03 – Comparison of Feature Selection Methods
In this tutorial, we will be quickly going over the different feature selection methods that are implemented in the software.
We will be using the same data from the PennCATH study, as in tutorial 01 – Genomic Prediction for Coronary Artery Disease, predicting CAD. As before, you start by downloading the processed PennCATH data.

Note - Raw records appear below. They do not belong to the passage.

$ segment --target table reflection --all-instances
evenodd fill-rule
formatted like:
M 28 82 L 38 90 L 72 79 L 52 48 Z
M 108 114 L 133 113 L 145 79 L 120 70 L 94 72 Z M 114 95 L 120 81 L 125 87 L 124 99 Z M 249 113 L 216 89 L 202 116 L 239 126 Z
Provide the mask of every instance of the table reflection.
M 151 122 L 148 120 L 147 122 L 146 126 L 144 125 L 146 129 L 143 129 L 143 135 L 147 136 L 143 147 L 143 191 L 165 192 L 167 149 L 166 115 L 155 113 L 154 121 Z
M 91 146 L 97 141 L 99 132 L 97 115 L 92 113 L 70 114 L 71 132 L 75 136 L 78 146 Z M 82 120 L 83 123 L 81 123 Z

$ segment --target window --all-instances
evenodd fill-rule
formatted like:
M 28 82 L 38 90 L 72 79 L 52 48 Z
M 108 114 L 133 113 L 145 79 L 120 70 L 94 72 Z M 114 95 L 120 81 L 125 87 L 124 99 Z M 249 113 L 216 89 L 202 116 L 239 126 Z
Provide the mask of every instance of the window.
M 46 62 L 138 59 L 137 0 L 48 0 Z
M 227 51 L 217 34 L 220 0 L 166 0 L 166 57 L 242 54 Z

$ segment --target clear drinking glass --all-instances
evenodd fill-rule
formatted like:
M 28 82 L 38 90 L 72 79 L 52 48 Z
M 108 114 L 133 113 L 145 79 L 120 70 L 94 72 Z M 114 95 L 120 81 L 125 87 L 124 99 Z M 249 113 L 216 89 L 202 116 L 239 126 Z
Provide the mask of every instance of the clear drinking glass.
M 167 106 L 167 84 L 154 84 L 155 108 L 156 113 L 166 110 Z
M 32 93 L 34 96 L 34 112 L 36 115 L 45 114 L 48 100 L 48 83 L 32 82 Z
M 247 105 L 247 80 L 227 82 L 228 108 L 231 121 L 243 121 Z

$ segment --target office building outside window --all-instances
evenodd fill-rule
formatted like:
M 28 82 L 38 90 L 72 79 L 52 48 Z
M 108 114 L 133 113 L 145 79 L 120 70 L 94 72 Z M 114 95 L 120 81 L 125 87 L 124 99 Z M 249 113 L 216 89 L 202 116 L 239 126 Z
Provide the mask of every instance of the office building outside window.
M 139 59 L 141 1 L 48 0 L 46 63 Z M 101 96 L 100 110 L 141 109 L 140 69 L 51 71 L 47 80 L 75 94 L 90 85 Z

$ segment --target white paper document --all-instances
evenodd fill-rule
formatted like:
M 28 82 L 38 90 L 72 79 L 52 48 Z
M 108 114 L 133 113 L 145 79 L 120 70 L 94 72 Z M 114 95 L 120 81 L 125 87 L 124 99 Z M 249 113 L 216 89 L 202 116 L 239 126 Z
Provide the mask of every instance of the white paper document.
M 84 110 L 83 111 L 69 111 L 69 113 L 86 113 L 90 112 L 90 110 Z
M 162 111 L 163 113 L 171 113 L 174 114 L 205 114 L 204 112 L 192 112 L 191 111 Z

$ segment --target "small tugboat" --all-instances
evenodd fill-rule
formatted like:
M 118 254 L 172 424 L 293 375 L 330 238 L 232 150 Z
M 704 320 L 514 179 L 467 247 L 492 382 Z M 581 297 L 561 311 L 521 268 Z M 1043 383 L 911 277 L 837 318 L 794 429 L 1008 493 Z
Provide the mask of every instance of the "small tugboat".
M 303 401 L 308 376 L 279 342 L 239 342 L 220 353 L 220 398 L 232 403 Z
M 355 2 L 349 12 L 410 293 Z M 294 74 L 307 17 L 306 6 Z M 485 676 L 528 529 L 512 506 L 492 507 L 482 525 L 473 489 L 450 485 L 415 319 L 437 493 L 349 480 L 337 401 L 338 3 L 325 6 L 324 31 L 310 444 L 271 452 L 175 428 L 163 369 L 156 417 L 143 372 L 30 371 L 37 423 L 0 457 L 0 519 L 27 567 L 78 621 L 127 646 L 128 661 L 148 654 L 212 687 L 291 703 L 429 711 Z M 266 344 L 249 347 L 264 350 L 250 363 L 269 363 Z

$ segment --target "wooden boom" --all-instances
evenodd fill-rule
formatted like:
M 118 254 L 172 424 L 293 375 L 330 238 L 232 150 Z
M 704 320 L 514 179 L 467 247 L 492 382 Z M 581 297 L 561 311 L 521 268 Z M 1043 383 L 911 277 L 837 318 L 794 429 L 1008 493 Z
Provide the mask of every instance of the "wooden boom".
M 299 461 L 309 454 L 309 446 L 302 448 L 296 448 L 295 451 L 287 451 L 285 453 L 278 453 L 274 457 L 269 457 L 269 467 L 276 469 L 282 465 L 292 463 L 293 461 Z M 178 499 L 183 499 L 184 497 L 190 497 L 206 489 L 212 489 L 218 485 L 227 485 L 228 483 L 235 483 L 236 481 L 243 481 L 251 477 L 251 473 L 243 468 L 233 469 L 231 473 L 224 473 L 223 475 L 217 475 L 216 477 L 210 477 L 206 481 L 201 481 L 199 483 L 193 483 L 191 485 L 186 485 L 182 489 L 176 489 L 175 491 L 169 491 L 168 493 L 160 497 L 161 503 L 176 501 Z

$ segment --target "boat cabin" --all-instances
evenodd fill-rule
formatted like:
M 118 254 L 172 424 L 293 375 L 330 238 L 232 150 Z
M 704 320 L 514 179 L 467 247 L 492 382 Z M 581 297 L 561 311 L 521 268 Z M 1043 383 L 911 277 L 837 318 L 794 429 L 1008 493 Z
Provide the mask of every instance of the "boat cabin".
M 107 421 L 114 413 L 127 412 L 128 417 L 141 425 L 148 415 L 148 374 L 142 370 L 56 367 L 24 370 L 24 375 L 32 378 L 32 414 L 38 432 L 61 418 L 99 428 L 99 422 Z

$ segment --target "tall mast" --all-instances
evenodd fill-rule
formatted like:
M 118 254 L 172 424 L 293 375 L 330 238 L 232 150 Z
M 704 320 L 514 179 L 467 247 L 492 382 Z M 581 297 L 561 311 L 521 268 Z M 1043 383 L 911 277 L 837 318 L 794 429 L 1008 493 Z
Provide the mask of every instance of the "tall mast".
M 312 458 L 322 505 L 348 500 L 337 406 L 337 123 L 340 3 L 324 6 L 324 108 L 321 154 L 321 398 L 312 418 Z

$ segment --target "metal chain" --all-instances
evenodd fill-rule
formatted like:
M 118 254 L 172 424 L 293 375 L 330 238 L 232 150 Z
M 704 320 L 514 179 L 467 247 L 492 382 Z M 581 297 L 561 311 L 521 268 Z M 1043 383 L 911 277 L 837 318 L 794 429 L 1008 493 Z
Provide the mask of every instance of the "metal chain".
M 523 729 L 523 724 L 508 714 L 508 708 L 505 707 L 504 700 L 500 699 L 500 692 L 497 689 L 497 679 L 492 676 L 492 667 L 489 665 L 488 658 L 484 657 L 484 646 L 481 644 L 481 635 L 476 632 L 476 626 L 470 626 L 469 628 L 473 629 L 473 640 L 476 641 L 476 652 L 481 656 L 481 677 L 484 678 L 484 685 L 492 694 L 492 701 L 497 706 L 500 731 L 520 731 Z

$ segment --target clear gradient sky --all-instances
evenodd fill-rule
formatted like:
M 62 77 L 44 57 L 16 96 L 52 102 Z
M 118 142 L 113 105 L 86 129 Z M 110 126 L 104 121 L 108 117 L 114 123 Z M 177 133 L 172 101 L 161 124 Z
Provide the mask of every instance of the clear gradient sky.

As we are reusing the data from the previous tutorial, so the structure should look like this:
eir_auto_gp_tutorials/01_basic_tutorial/data
├── penncath
│ ├── penncath.bed
│ ├── penncath.bim
│ ├── penncath.csv
│ └── penncath.fam
└── penncath.zip
Since we are doing multiple runs with different feature selection methods,
we would like to avoid processing the data multiple times.
We can start by preparing only the data, without any modelling,
by using the --only-data flag:
eirautogp \
--genotype_data_path eir_auto_gp_tutorials/01_basic_tutorial/data/penncath \
--label_file_path eir_auto_gp_tutorials/01_basic_tutorial/data/penncath/penncath.csv \
--global_output_folder eir_auto_gp_tutorials/tutorial_runs/03_feature_selection_data \
--only_data \
--freeze_validation_set
This will only generate a data folder,
with the processed data,
inside the path passed to global_output_folder.
Now, we can start training models for each feature selection method.
We will specifically focus on the following methods
gwas, gwas->dl and gwas+bo. There are other methods available,
such as dl, however, since we have around 500K SNPs and only around 2K samples,
we will skip the methods that do not include a GWAS pre-filtering step. This is
to (a) save time and (b) likely the models would be grossly overfit.
Note
For more information on the feature selection methods,
please refer to the output of eirautogp --help and the
documentation page Feature Selection Methods.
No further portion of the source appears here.